Spath Peninsula is an ice-free peninsula, 6.5 km, forming the northeast extremity of Snow Hill Island. Historic Nordenskjold's Hut, Antarctic Historic Site #28, is located on the west coast of the peninsula. The Karlsen Cliffs form the peninsula's northwest coast. Wickens Gully, a water-cut ravine, cuts into clay-rich rocks on the peninsula's east side.

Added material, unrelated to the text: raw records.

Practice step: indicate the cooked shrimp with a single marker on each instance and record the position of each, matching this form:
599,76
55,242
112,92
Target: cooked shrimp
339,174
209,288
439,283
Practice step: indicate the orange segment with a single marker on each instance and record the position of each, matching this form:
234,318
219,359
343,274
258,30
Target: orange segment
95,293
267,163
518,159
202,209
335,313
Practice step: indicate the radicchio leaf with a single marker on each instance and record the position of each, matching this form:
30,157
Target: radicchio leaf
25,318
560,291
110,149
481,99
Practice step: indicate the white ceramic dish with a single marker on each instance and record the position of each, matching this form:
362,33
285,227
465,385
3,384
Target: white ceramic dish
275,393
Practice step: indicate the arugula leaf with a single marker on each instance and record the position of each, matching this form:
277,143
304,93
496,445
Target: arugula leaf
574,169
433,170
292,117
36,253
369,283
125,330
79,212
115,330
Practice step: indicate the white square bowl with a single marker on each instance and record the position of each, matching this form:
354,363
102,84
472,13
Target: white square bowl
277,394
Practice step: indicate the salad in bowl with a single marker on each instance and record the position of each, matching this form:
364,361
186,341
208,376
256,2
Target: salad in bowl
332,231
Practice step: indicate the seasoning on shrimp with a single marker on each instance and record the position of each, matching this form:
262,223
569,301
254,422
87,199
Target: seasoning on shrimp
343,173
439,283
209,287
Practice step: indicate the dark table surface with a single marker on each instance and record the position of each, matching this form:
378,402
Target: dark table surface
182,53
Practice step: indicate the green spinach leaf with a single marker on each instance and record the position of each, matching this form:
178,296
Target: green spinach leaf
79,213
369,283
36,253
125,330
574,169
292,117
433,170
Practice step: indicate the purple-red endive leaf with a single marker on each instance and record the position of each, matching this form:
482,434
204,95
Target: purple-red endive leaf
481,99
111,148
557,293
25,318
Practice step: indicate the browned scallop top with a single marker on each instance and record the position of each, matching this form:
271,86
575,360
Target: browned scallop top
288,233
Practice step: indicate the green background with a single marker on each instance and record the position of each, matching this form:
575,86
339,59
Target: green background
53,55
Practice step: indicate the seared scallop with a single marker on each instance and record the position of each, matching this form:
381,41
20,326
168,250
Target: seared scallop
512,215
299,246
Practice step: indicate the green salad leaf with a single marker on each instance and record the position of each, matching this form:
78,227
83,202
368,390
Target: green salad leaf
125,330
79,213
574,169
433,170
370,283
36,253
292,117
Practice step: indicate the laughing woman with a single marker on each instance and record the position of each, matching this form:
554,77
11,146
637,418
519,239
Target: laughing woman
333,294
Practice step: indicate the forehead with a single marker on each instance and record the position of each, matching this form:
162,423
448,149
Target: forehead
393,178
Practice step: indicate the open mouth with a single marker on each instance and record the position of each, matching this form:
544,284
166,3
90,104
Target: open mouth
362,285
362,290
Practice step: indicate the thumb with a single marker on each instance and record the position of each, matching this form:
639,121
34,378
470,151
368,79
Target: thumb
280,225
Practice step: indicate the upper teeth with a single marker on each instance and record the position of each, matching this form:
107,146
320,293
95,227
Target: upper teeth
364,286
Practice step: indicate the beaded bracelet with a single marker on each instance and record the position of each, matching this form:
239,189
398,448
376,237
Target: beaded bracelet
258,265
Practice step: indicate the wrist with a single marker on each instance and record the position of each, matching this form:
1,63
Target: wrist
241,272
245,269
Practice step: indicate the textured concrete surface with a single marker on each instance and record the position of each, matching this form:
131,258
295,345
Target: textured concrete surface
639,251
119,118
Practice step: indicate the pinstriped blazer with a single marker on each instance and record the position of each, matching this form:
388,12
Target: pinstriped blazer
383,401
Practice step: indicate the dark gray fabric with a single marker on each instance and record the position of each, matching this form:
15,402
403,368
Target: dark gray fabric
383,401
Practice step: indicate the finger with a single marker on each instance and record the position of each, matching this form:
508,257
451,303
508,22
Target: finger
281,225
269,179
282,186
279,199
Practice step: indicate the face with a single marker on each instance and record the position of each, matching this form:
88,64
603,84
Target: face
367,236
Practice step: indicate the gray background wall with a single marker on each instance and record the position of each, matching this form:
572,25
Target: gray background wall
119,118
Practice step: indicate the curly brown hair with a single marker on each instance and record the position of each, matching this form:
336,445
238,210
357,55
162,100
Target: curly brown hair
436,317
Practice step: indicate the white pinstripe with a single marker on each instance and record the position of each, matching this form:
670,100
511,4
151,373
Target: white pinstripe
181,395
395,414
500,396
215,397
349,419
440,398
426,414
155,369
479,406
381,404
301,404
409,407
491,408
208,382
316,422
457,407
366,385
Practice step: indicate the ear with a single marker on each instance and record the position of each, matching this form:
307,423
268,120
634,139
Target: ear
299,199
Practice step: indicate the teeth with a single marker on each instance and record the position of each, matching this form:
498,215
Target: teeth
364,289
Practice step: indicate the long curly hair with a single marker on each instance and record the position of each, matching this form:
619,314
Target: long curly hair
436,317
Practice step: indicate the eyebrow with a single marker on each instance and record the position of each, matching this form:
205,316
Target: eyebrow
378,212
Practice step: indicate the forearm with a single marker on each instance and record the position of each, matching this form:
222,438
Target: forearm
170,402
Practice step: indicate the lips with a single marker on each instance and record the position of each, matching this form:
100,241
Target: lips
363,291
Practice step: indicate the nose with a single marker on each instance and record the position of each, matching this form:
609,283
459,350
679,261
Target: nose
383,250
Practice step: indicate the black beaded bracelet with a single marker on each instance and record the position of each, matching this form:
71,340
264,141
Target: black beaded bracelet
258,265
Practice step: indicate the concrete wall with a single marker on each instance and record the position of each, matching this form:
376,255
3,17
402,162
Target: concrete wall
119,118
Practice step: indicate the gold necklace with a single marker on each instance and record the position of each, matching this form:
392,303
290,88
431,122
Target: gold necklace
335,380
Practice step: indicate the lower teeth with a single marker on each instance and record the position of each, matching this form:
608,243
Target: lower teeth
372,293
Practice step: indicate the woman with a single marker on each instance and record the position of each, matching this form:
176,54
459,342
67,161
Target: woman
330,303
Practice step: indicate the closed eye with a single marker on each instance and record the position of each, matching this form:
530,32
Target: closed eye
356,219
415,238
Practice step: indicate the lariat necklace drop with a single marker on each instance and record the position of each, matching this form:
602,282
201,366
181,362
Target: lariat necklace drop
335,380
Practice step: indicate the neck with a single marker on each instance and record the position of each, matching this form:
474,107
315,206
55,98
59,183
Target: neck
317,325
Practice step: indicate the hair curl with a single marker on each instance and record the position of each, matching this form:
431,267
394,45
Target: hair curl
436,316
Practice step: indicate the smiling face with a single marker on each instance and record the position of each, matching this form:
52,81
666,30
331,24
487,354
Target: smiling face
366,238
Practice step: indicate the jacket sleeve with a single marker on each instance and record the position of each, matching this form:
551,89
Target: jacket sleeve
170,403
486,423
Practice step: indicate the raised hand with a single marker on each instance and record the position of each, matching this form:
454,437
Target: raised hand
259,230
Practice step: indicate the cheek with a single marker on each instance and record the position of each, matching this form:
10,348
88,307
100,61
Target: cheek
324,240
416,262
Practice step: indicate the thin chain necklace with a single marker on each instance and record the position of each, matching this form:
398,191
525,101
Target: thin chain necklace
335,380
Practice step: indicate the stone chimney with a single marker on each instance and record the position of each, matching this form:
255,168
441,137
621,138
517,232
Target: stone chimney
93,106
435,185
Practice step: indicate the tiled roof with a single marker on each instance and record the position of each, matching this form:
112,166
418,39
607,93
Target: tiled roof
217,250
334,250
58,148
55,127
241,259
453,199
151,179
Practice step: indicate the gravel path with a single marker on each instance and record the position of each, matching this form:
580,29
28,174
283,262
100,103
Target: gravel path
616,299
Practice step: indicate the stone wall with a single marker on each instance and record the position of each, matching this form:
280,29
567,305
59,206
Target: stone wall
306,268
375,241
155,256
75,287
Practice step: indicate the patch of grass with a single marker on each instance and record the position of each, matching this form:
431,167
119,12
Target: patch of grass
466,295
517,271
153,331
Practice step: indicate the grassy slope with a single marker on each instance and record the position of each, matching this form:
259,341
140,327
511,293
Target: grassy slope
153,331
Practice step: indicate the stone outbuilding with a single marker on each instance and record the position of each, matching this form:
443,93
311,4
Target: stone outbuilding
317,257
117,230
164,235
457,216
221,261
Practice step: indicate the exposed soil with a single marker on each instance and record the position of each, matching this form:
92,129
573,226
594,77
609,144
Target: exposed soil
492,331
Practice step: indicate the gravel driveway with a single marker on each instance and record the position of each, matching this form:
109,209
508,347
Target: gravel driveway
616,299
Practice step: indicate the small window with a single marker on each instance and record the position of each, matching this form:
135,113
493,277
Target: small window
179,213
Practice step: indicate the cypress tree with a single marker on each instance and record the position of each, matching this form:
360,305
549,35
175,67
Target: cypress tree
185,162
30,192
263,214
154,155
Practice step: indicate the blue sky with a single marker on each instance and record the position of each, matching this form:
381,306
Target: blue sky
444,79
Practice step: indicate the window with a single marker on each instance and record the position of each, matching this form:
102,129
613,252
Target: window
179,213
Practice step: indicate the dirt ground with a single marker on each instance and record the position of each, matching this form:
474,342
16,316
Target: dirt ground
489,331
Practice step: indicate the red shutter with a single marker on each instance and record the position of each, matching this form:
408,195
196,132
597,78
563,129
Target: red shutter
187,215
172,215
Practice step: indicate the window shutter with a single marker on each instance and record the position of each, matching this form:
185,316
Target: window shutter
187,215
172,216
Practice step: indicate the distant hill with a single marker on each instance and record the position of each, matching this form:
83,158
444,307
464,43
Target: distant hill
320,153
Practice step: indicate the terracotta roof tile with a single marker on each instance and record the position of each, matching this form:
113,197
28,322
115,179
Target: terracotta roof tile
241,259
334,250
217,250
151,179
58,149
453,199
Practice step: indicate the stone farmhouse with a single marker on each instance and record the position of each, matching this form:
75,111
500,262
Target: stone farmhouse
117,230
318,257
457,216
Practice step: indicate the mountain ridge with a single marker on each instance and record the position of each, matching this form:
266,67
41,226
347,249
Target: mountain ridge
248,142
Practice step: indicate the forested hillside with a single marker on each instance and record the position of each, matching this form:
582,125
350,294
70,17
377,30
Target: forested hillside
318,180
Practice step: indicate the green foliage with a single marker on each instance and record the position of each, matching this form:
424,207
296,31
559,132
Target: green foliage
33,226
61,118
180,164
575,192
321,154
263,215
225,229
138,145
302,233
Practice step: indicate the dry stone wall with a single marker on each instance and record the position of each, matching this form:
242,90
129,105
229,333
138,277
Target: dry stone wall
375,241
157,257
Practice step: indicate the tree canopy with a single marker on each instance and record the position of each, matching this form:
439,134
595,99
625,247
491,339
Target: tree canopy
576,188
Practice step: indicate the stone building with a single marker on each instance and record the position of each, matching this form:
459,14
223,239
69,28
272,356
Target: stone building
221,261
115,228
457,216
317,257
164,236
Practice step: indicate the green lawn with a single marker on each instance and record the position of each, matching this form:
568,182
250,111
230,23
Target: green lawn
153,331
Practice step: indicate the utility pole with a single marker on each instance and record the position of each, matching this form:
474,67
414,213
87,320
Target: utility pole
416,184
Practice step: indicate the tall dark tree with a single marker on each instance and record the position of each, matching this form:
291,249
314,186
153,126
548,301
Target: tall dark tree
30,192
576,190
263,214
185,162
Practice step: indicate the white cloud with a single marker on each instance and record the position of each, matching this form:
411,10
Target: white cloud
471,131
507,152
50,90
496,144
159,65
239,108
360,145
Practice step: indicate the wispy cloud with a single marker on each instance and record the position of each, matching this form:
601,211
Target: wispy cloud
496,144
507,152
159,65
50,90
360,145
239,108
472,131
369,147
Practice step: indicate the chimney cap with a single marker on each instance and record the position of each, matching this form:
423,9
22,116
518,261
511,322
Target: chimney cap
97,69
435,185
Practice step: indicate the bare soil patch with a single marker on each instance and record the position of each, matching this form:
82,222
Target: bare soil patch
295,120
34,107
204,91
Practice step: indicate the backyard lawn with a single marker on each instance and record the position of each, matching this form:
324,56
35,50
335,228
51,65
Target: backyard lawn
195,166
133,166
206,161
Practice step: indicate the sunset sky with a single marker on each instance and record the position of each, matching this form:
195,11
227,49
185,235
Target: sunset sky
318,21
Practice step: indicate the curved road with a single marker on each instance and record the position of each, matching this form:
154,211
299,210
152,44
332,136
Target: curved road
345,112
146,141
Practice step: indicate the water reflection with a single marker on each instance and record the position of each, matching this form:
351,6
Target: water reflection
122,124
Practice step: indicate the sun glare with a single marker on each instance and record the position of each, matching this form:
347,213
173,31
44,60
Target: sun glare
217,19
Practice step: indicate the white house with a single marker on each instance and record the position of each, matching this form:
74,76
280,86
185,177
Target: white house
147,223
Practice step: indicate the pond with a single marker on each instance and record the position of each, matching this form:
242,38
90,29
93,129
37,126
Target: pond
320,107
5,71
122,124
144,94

The peninsula has several distinct hills on it. Thyasira Hill is a distinctive hill within a group of smaller hills rising to about 60 m tall, 250–300 m south of Nordenskjold's Hut. Tesore Hill rises about 160 m high on the east side of the peninsula.

== Naming ==
The peninsula and its features were named by the United Kingdom Antarctic Place-Names Committee (UK-APC) in 1995. The peninsula was named for Leonard Frank Spath (1882–1957), eminent UK paleontologist. The cliffs and gully were named for Anders Karlsen, First Engineer on the Swedish Antarctic Expedition, 1901–04 and Professor Otto Wilckens, eminent German paleontologist, respectively. Thyasira Hill was named because of the abundance of the fossil bivalve mollusk Thyasira townsendi found in this area. Tesore Hill is the English translation of the original Argentine name "Cerro Tesore".